As a general rule, care is organised on three levels. The level of primary care acts as a gatekeeper, the secondary level provides integrated treatment services, and tertiary-level care units supply highly specialised and long-term care.
The public sector is the primary provider of treatment, followed by non-governmental organisations and private organisations. Drug treatment is mostly funded by the public budget of the central government, autonomous communities and cities and by some municipalities, usually the big cities.
A specific drug dependence care network is widely distributed throughout the country. Therapeutic provision comprises outpatient and inpatient treatment networks.
The outpatient network includes low-threshold services, mainly operating at the first care level and providing mental health screening for clients, and specialised drug treatment centres, including mental health units, which constitute the backbone of the treatment system, operating at the secondary level. A team of multidisciplinary staff usually manages clients in those settings, providing psychosocial treatment, case management and referral to other services.

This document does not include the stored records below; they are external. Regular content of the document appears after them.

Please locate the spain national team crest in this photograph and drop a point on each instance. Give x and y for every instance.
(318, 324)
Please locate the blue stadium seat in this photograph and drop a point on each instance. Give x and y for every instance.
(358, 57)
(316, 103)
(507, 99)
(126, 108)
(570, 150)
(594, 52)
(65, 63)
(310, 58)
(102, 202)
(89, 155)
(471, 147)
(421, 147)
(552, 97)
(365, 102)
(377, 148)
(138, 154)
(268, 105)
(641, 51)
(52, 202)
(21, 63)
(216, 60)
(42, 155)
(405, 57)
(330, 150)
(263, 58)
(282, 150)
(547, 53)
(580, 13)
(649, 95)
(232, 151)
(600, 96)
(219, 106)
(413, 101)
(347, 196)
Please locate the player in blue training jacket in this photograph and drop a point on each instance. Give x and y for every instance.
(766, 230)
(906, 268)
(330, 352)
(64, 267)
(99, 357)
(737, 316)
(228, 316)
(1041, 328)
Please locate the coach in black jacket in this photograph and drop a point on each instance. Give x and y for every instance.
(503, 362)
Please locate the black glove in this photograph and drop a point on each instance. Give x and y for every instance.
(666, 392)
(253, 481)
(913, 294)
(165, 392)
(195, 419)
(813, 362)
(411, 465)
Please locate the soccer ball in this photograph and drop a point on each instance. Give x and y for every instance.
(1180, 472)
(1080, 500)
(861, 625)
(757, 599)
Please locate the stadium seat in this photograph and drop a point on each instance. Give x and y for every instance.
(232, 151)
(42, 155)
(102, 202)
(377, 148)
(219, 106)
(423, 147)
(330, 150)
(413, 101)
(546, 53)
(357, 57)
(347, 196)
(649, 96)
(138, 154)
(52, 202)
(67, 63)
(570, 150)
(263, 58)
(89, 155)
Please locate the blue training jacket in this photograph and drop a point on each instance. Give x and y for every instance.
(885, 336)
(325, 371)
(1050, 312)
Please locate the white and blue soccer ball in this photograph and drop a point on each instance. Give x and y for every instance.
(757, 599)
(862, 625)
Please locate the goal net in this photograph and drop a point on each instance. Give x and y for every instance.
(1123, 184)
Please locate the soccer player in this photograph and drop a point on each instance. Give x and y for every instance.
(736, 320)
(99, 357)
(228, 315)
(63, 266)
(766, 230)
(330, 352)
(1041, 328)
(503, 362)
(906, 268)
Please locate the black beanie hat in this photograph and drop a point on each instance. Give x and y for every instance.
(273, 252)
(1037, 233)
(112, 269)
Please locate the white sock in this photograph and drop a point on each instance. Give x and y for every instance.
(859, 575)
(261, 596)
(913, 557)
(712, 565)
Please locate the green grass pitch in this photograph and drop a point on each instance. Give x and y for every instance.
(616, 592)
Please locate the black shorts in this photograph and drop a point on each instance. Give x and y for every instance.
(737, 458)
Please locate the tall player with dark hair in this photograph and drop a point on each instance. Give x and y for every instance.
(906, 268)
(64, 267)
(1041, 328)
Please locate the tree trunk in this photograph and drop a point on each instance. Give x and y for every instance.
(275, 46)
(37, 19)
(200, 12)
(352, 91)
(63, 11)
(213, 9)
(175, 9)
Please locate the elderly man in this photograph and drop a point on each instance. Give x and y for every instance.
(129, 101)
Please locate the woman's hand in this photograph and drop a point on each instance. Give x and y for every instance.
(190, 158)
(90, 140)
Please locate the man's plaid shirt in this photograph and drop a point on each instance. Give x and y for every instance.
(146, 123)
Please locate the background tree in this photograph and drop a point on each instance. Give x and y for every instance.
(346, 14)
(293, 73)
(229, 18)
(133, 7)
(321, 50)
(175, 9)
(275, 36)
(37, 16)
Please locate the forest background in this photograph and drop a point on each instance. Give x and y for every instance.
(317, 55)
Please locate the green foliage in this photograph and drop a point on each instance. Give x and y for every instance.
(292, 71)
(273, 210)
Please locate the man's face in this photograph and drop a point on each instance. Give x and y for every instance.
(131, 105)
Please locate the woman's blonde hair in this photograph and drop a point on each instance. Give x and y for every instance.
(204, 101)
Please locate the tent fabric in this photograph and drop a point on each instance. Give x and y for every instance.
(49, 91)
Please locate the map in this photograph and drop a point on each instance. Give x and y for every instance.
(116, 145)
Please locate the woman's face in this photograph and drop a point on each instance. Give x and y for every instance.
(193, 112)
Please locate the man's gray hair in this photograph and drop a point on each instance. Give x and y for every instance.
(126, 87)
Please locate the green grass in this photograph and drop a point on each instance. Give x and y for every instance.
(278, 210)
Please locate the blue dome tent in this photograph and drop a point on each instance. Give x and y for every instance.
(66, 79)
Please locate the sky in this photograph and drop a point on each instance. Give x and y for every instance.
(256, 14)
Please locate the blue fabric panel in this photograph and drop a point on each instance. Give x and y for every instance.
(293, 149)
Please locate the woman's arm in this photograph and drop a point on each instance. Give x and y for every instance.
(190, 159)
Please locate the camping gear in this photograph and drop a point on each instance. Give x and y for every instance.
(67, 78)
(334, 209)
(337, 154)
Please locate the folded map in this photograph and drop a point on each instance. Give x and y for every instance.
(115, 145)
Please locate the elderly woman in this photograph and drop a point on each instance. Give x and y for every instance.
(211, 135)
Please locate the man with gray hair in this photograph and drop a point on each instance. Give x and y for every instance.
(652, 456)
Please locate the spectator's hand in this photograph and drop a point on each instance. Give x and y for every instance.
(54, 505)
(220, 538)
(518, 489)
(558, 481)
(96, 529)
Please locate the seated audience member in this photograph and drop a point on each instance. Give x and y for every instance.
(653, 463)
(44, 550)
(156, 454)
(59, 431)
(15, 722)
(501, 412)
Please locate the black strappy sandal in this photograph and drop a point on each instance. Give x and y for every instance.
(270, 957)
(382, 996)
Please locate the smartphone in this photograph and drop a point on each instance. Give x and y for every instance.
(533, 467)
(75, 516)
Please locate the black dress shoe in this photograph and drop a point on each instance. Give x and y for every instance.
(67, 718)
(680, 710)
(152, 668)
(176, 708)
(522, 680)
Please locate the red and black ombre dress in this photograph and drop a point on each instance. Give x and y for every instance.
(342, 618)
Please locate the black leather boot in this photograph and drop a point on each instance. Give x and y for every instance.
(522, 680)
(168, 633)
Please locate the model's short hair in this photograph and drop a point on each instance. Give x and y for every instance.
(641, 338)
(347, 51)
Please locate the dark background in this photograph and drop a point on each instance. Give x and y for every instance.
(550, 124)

The inpatient networks include hospital detoxification units, support apartments for treatment and social reintegration, therapeutic communities and penitentiary centres. In Spain, opioid substitution treatment (OST) is available at about 2 000 specialised outpatient centres, at other health and mental health centres, at inpatient facilities and in prisons. Pharmacies are involved in dispensing medication to patients. Methadone was introduced and licensed as a treatment in 1990, and the treatment is free for clients. Buprenorphine-based medication is offered by the National Health Service, but clients have to contribute to the cost of the medication.

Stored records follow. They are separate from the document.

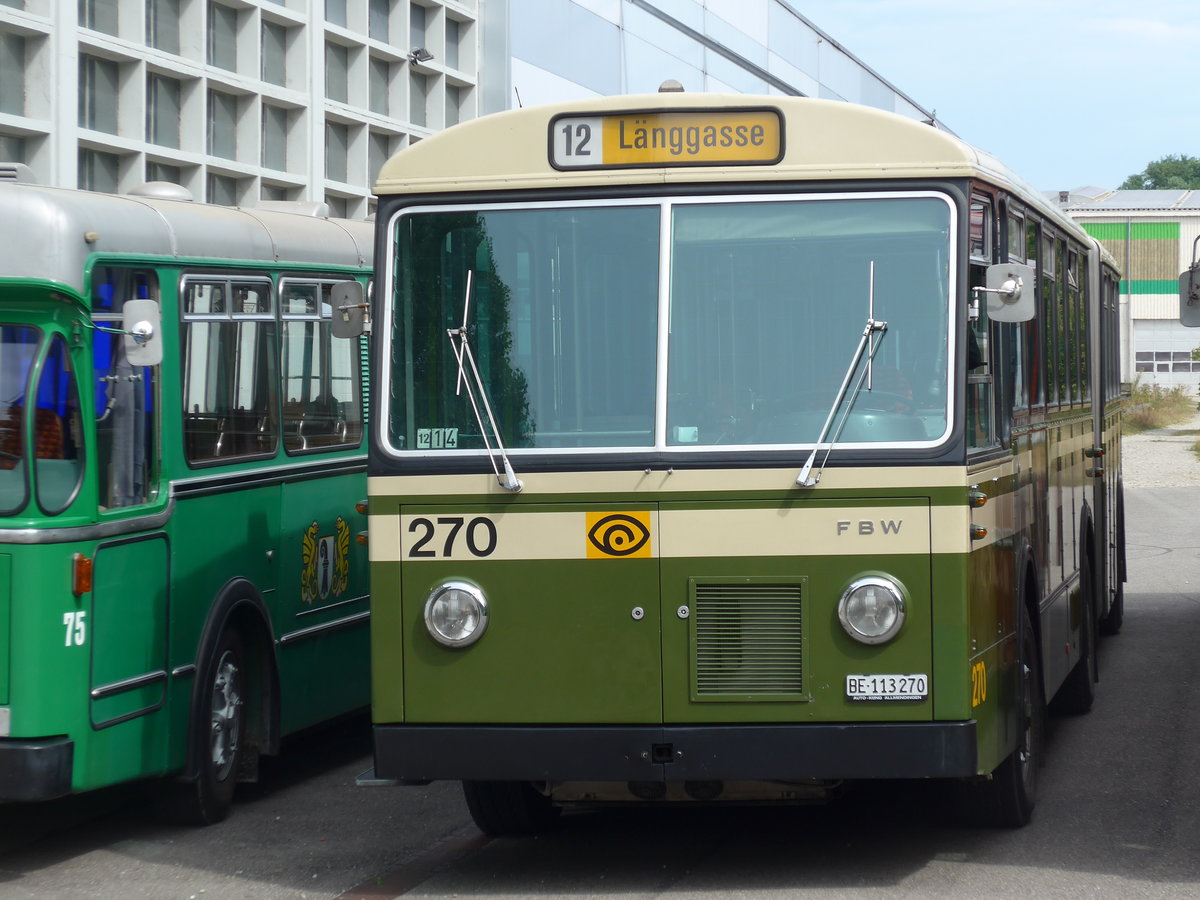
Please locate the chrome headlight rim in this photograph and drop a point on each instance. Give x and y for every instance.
(899, 598)
(481, 611)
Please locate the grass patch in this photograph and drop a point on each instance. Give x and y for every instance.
(1152, 406)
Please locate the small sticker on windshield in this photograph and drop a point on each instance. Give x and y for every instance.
(437, 438)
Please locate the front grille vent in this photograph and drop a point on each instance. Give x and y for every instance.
(748, 640)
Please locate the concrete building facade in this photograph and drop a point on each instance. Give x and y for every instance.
(241, 101)
(1152, 234)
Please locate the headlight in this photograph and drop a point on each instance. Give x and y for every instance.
(456, 613)
(871, 610)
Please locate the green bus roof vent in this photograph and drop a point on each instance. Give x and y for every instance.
(17, 172)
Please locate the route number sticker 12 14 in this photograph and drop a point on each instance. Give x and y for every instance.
(887, 687)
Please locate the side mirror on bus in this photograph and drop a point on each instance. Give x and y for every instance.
(1012, 293)
(349, 309)
(142, 324)
(1189, 297)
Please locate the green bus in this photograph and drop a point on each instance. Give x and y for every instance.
(730, 449)
(183, 477)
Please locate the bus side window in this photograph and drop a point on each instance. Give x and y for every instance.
(322, 402)
(126, 396)
(228, 369)
(978, 370)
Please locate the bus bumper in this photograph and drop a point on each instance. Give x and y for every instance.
(761, 753)
(35, 769)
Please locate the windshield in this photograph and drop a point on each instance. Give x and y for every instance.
(682, 324)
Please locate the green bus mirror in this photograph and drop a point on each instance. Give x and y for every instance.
(1189, 297)
(349, 310)
(142, 325)
(1012, 293)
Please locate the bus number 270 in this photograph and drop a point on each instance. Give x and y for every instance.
(479, 535)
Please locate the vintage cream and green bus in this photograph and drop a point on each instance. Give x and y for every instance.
(181, 459)
(727, 449)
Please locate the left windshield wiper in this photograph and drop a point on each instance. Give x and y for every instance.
(461, 345)
(864, 345)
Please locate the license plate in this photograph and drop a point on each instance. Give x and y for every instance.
(887, 687)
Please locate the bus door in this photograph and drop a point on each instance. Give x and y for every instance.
(322, 603)
(574, 613)
(750, 591)
(127, 627)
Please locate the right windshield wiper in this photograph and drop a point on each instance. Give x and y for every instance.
(864, 343)
(509, 481)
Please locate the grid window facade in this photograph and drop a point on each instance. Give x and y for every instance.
(222, 36)
(162, 25)
(337, 72)
(223, 125)
(99, 16)
(275, 137)
(99, 171)
(274, 53)
(97, 94)
(163, 111)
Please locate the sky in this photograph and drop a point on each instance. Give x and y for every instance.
(1066, 93)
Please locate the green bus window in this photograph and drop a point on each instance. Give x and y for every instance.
(562, 322)
(18, 348)
(125, 396)
(979, 389)
(322, 406)
(747, 361)
(58, 431)
(228, 370)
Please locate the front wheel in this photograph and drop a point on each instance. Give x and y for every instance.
(1078, 693)
(217, 735)
(509, 808)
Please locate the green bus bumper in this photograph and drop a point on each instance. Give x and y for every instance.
(35, 769)
(751, 753)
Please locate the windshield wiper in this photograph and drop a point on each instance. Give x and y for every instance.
(864, 343)
(509, 481)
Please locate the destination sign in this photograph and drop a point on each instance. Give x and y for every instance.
(702, 137)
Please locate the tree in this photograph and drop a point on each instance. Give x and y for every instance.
(1174, 172)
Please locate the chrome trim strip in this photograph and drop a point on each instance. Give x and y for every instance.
(97, 531)
(313, 631)
(129, 684)
(207, 485)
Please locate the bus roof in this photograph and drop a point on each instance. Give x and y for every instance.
(52, 233)
(822, 139)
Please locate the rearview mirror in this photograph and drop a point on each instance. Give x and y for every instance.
(1012, 292)
(1189, 297)
(142, 324)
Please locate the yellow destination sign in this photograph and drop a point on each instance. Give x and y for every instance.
(679, 138)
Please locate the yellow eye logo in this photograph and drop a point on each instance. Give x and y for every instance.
(622, 535)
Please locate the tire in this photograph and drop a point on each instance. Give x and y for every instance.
(504, 809)
(1078, 693)
(1008, 797)
(217, 731)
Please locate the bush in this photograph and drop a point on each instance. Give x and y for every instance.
(1151, 406)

In Spain, nearly 192 000 drug users received drug treatment in 2015, the majority of whom were treated in outpatient settings. Over the last decade, the number of clients entering treatment each year has ranged between 47 000 and 53 000. Heroin users remain the largest population receiving drug treatment in Spain, many of whom are long-term recipients of OST. The long-term trend indicates that the proportion of people entering treatment as a result of heroin or cocaine use has declined over the last 10 years, while a progressive increase in cannabis-related demand has been observed; since 2012, the total number of treatment entries due to cannabis use has exceeded those due to heroin use.
Methadone maintenance treatment remains the most frequent form of OST, while combined buprenorphine/naloxone is mainly used at low doses for clients who were stabilised on methadone. In 2015, 59 264 people were prescribed OST in Spain. Since 2002, a declining trend in the number of clients receiving OST in Spain has been reported, which is consistent with other data indicating an overall decline in the number of heroin users in the last two decades.